I really love that one...this is the third verse I'm working on memorizing for this year. It jumped out at me because of that word 'steadfast'. I love it. And, it just happens to be my theme word for this year. I've been talking about Klove's challenge to do this, and at 10:30ish on Monday morning, the word 'faithfulness' popped into my mind. I've been praying for God to give me a word, and I believe that He did. When I got home, I pulled out our handy dandy thesaurus and looked it up. One of the other words offered for 'faithfulness' was 'steadfast'.
I couldn't look it up because I ran out of time and had to leave for work. But when I looked it up in an online dictionary (Miriam Webster's), this is what I found:
Definition of STEADFAST
1
a : firmly fixed in place : immovable b : not subject to change steadfast doctrine of original sin — Ellen Glasgow>
2
: firm in belief, determination, or adherence : loyal steadfast>
— stead·fast·ly adverb
— stead·fast·ness \-ˌfas(t)-nəs, -fəs(t)-\ noun
Examples of STEADFAST
- He was steadfast in his support of the governor's policies.
- steadfast supporter of women's rights>
Origin of STEADFAST
Middle English stedefast, from Old English stedefæst, from stede + fæst fixed, fast
Synonyms: constant, dedicated, devoted, devout, down-the-line, fast, good, loyal, pious, staunch (also stanch), faithful, steady, true, true-blue
Antonyms: disloyal, faithless, false, fickle, inconstant, perfidious, recreant, traitorous, treacherous, unfaithful, untrue
Is that amazing, or WHAT???
My goal for this year is for me to be steadfast in living for the Lord. I want to know Him more. I want to love Him even more than I already do. I want to stand firm, fixed and immovable in my faith. I want my faith to grow as a result of staying secure in His word. I want Him to be the One I aim to please. I want Him to be the One who's opinion matters most. I want to live my life as an example for non-believers. I want them to see Jesus in me...because let's face it, that may be the only Jesus they ever care to see! I want Him to use me as a vessel for Him to work through and speak through. I want my words, my thoughts, my opinions and (most importantly) my actions to be pleasing to Him.

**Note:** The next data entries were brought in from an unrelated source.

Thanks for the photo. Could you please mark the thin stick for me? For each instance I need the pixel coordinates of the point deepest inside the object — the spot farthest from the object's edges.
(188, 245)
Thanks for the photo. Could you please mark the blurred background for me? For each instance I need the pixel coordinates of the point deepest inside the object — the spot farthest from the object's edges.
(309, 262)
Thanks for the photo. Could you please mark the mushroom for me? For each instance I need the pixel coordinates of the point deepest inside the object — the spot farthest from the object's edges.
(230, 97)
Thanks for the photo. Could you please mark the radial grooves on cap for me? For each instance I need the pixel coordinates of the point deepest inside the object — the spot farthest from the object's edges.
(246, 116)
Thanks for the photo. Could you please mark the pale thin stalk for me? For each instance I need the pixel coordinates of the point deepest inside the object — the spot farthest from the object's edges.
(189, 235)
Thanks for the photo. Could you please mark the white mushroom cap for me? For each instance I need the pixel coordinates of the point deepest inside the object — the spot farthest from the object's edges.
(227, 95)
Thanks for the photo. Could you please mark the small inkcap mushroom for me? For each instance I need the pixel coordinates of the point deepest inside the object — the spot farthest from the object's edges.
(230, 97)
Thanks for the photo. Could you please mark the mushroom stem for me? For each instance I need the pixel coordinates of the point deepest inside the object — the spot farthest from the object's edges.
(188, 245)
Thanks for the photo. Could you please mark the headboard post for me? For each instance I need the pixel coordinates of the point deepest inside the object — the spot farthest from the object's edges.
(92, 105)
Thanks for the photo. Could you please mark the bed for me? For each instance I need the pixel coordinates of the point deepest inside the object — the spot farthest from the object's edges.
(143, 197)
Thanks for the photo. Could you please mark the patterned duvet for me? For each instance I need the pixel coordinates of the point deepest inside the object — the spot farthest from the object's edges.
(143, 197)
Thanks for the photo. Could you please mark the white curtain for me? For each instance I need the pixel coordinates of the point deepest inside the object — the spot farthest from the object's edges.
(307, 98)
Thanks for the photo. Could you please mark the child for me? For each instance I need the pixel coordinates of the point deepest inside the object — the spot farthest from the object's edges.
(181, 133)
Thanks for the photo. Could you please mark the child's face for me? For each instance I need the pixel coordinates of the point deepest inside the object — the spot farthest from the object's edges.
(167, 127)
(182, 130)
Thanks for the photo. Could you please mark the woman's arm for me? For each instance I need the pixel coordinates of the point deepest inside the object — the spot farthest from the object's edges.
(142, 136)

Sounds simple...but it's not. In order to do this, I have to remember that I have to first deny my self.
"Then he called the crowd to him along with his disciples and said: “Whoever wants to be my disciple must deny themselves and take up their cross and follow me." Mark 8:34
Sound easy? Not to me. It's a daily struggle. I'm okay with admitting it. I am a constant work in progress...which is why my word for 2011 for myself is steadfast.
Another verse that helps me with my daily struggles is this:
Galatians 5:22 "But the Holy Spirit produces this kind of fruit in our lives: love, joy, peace, patience, kindness, goodness, faithfulness, gentleness and self control. There is no law against these things!
Well, I just wanted to give you a tiny glimpse of how I get through my days. I just looked at the clock and have to get going if I want to make it anywhere on time today. Love to all.